At that point, income tax and possibly capital gains tax become relevant, depending on the investment. The taxation of chargeable event gains is the same regardless of whether the trust is a flexible interest in possession trust or a fully discretionary trust. The gain is assessed on the settlor if alive in the tax year of encashment and UK resident. If the settlor is deceased or non-UK resident, chargeable event gains will be assessed on UK resident trustees at 40 per cent.
Of course, they will be entitled to a 20 per cent tax credit where the underlying investment is a UK bond or bond with an EEA insurer with at least a 20 per cent internal tax rate. The credit will not be available for an offshore bond.
If the trustees are non-UK resident and the settlor is non-resident or deceased, then gains should be noted and any capital payment from the trust to a UK resident beneficiary will be assessed to income tax on that beneficiary up to the amount of previously untaxed chargeable event gains that have arisen to the trustees but have not been assessed.
It is worth remembering that in relation to the settlor charge, the fact that a UK resident settlor may be non-UK domiciled does not mean that chargeable event gains are assessable on the remittance basis, even if the £30,000 charge is paid or the settlor qualifies for one of the exemptions, for example, by having unremitted overseas income and capital gains of less than £2,000 in the tax year. Basically, chargeable event gains, even on offshore bonds and regardless of the domicile of the settlor, are assessed on the arising basis.

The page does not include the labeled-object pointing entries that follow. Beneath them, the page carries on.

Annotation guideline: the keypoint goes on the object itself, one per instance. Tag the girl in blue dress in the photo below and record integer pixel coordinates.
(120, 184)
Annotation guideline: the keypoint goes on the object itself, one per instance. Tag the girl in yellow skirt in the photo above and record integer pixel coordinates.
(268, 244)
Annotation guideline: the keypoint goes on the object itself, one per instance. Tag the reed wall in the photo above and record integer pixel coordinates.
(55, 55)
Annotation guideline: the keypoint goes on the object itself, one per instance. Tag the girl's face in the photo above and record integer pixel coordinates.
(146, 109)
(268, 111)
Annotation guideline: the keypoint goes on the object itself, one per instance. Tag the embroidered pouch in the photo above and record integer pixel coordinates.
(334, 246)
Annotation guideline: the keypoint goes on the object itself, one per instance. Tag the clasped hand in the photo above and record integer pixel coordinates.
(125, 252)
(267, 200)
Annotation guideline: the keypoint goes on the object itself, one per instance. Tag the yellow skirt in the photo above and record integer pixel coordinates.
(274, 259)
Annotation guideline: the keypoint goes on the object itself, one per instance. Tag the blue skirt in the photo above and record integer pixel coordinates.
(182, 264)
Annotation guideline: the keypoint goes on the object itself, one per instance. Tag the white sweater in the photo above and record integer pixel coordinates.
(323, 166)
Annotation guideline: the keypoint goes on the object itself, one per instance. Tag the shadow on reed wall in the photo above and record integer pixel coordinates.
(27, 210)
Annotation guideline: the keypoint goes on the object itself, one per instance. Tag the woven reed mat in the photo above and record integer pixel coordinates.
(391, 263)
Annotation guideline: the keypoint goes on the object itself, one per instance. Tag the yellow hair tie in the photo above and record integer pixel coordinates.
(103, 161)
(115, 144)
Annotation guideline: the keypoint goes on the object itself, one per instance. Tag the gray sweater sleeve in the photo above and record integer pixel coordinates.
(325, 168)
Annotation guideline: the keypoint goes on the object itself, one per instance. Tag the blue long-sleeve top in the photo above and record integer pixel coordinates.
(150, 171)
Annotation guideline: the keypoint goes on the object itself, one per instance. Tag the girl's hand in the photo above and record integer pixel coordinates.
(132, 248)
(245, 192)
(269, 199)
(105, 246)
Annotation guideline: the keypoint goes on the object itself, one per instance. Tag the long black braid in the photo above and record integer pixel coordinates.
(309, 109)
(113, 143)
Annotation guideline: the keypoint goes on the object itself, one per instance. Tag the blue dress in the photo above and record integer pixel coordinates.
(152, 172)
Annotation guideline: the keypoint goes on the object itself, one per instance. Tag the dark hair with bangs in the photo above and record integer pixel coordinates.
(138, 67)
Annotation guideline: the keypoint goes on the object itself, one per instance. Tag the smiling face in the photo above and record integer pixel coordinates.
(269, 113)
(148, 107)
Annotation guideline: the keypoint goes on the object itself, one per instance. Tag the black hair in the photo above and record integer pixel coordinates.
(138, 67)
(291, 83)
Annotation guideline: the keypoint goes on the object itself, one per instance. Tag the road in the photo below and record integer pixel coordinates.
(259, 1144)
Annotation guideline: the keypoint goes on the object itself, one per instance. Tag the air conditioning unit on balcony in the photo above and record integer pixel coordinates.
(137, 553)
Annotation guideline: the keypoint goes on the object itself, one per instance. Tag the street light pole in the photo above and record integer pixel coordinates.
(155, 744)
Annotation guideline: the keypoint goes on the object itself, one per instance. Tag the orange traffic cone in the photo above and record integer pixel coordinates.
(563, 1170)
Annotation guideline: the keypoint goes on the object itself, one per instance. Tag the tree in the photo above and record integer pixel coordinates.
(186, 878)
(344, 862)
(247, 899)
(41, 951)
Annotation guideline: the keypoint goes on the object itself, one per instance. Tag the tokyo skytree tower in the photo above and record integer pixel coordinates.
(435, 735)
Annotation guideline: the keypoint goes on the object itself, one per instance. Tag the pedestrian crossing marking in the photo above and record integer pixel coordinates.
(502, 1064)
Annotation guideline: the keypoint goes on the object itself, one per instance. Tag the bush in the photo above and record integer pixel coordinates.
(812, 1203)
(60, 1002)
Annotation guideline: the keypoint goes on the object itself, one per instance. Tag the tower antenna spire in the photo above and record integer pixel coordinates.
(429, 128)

Third, in light of the CGT changes and most obviously the introduction of the flat 18 per cent rate, there may – I stress may – be a greater proportion of investments being wrapped in collectives.
I have written much over the last year on the relative merits of bonds and collectives as tax wrappers and if one thing has emerged from these musings, it is that wrapper choice depends very much on the facts and is far from being the no-brainer (that is, all investments should be in collectives) that some had concluded.
Growth-oriented funds can often look tax attractive in a collective wrapper but they always did. In many cases, the wrapper choice that should have been made on tax grounds before the introduction of the 18 per cent rate will be the wrapper choice on tax grounds in the current environment.
That said, there will undoubtedly be greater focus on the role of collectives as non-Isa wrappers for capital investment and this is just as relevant for trustee investments.
There are many pre- March 22, 2006 interest in possession trusts and these trusts will continue to be set up, especially where the trust is established by will. The immediate post-death interest rules give continued tax-favoured treatment where, for example, the surviving spouse is given a life interest with remain- der to, say, children. In this case, IHT is deferred until the death of the surviving spouse but the trust does not get hit by the relevant property regime.
The immediate post-death interest rules can also work where the person given the life interest is other than a spouse. This could be useful for flexible trust- based nil-band planning without having to consider the relevant property regime.
For lifetime trusts where flexibility is required but there is no overriding need or desire for trust income to be paid to or applied for the benefit of a particular beneficiary as of right, then, especially given CGT neutrality due to the 18 per cent rate, it is more likely that a discretionary trust will be chosen, especially if a collective investment is to be the investment product underlying the trust.
So, I would conclude that for advisers who are going to be more deeply involved in trusts and trust-based investment advice, it will be hard to ignore completely the tax treatment of interest in possession trusts.